This dataProcessor class will have three methods, dataLoader, dateParser and gvCreator. The last method is the driving method which internally calls other two methods. Let us look at the gvCreator method.

The dateParser method is called first within the gvCreator method in line 40. The dateParser method in turn calls the dataLoader method in line 23. The dataLoader method loads the customer data as a pandas data frame in line 18 and the passes it to the dateParser method in line 23. The dateParser method takes the custDetails data frame and then extracts all the date related fields from lines 25-35. We saw this in detail during the prototyping phase in the previous post.

Once the dates are parsed in the custDetails data frame, it is passed to gvCreator method in line 40 and then the ‘gross value’ is calcuated by multiplying the unit price and the product quantity.
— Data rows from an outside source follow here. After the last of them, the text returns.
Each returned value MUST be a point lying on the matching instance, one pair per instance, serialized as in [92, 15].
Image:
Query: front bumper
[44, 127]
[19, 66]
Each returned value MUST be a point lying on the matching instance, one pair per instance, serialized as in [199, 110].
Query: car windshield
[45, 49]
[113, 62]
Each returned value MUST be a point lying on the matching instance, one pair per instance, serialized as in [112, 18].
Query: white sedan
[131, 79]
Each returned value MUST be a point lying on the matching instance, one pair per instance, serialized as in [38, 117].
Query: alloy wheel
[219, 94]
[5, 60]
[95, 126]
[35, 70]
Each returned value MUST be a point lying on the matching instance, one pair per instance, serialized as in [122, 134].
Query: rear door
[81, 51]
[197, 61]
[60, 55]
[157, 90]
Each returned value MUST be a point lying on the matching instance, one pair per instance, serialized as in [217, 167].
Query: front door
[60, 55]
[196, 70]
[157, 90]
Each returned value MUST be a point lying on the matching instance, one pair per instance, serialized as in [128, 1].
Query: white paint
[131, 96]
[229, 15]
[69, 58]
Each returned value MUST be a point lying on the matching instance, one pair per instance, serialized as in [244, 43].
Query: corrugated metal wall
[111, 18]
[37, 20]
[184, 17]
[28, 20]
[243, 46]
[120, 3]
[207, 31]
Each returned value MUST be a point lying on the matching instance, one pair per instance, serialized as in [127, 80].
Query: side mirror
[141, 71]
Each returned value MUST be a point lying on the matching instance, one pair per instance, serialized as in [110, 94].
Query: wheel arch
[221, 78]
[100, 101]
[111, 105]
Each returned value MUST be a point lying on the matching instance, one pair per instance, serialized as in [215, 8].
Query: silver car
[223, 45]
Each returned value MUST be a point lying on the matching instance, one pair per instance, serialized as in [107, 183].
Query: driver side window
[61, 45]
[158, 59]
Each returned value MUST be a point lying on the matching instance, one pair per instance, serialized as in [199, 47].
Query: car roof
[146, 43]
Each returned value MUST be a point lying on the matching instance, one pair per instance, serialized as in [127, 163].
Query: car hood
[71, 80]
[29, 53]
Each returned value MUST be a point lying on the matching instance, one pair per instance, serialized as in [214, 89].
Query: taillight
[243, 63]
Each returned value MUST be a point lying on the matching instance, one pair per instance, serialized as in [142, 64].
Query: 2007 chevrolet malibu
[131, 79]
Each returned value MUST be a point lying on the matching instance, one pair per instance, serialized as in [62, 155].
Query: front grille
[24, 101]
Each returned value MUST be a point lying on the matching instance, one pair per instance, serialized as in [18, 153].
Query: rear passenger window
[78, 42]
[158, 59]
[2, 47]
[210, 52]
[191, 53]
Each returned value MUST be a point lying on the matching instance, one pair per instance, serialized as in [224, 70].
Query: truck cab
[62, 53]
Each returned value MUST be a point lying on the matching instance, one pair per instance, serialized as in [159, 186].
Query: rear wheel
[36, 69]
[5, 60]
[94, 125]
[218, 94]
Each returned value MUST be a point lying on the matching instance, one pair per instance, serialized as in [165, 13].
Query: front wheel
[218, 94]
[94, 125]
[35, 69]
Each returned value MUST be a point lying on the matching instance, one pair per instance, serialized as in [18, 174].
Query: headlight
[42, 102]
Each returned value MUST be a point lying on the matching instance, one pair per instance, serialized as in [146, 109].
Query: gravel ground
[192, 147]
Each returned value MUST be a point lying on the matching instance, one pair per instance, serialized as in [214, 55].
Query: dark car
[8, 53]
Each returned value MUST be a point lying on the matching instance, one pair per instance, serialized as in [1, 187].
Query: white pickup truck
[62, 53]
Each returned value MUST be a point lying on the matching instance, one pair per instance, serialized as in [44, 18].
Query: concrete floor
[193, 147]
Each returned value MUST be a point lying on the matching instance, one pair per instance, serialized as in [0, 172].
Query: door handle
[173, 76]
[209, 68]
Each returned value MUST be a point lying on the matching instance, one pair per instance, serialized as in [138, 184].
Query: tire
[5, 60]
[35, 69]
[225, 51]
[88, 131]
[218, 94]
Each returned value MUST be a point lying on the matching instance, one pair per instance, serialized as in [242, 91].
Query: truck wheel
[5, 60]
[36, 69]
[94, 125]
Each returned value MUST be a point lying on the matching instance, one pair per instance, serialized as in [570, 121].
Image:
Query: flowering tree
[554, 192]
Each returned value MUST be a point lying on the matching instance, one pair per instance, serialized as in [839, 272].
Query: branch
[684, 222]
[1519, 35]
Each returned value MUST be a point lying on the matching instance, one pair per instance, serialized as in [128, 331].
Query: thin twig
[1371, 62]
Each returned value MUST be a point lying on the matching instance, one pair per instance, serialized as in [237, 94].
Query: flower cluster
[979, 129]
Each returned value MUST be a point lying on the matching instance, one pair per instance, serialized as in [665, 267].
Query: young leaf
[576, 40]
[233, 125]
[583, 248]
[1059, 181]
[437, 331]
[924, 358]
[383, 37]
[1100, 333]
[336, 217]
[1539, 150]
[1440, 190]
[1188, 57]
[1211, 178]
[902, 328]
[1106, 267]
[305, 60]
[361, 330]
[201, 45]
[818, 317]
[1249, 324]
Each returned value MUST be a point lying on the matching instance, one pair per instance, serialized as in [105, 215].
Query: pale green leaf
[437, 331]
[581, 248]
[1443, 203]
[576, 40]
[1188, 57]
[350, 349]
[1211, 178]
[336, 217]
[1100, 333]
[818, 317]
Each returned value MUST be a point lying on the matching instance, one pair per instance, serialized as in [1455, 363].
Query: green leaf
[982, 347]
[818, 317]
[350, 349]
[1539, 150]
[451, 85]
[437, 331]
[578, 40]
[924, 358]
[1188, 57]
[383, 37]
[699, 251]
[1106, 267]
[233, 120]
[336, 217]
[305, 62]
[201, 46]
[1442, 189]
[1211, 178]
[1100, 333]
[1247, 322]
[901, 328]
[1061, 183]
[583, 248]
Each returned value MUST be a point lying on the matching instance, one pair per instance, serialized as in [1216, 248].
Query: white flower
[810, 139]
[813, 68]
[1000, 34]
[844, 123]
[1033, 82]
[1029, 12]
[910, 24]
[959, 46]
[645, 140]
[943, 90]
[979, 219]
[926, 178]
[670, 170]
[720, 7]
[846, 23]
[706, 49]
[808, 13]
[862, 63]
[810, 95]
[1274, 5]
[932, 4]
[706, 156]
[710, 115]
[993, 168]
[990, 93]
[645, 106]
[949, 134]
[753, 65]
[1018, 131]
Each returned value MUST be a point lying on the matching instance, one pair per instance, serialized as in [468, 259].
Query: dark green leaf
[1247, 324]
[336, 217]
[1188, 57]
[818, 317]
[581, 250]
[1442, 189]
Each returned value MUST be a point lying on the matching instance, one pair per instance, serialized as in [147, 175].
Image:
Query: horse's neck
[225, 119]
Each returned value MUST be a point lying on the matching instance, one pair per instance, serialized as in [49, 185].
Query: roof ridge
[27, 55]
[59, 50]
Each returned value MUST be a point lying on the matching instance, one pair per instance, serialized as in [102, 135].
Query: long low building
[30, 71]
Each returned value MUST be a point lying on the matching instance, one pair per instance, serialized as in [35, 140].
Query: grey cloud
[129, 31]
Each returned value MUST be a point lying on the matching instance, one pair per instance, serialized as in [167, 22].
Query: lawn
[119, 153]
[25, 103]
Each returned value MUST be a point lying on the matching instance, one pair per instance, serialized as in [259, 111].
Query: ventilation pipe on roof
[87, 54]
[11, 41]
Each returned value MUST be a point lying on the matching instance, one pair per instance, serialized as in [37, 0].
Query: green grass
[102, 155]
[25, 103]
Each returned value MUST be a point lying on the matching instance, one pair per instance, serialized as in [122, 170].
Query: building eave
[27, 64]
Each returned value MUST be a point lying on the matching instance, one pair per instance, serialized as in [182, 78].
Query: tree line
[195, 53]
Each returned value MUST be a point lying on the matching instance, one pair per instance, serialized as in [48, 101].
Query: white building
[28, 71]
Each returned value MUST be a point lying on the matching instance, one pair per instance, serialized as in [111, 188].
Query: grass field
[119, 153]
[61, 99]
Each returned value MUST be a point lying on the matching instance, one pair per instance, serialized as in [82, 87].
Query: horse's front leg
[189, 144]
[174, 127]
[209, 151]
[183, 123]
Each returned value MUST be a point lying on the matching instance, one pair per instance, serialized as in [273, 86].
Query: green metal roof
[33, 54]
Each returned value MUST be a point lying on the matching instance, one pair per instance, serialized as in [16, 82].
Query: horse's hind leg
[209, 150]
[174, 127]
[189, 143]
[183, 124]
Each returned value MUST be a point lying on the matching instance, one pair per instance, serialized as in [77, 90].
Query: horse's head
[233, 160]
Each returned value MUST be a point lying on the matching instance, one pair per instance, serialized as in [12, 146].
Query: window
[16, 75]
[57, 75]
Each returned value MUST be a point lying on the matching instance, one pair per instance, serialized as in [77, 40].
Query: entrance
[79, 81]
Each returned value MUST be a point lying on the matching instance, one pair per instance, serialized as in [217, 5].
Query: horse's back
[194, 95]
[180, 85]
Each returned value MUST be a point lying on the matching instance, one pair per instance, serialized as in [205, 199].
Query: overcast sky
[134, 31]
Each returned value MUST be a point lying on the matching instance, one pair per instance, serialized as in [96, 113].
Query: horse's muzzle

Finally the processed custDetails file is returned.

Now we will come back to the rlRecoMain file and the look at the three other classes, rfmMaker,rlLearn,rlRecomend, we import in line 5 of the file rlRecoMain.py. This is imported from the ‘processes’ folder. Let us look at the composition of the processes folder.

We have three files in the folder, processes.

The first one is the __init__.py file which is the constructor to the package. Let us see its contentes. Open a file and name it __init__.py and add the following lines of code.

from .rfmProcess import rfmMaker
from .selfLearnProcess import rlLearn,rlRecomend

Create customer segmentation modules

In lines 1-2 of the constructor file we make the three classes ( rfmMaker,rlLearn and rlRecomend) available to the package. The class rfmMaker is in the file rfmProcess.py and the other two classes are in the file selfLearnProcess.py.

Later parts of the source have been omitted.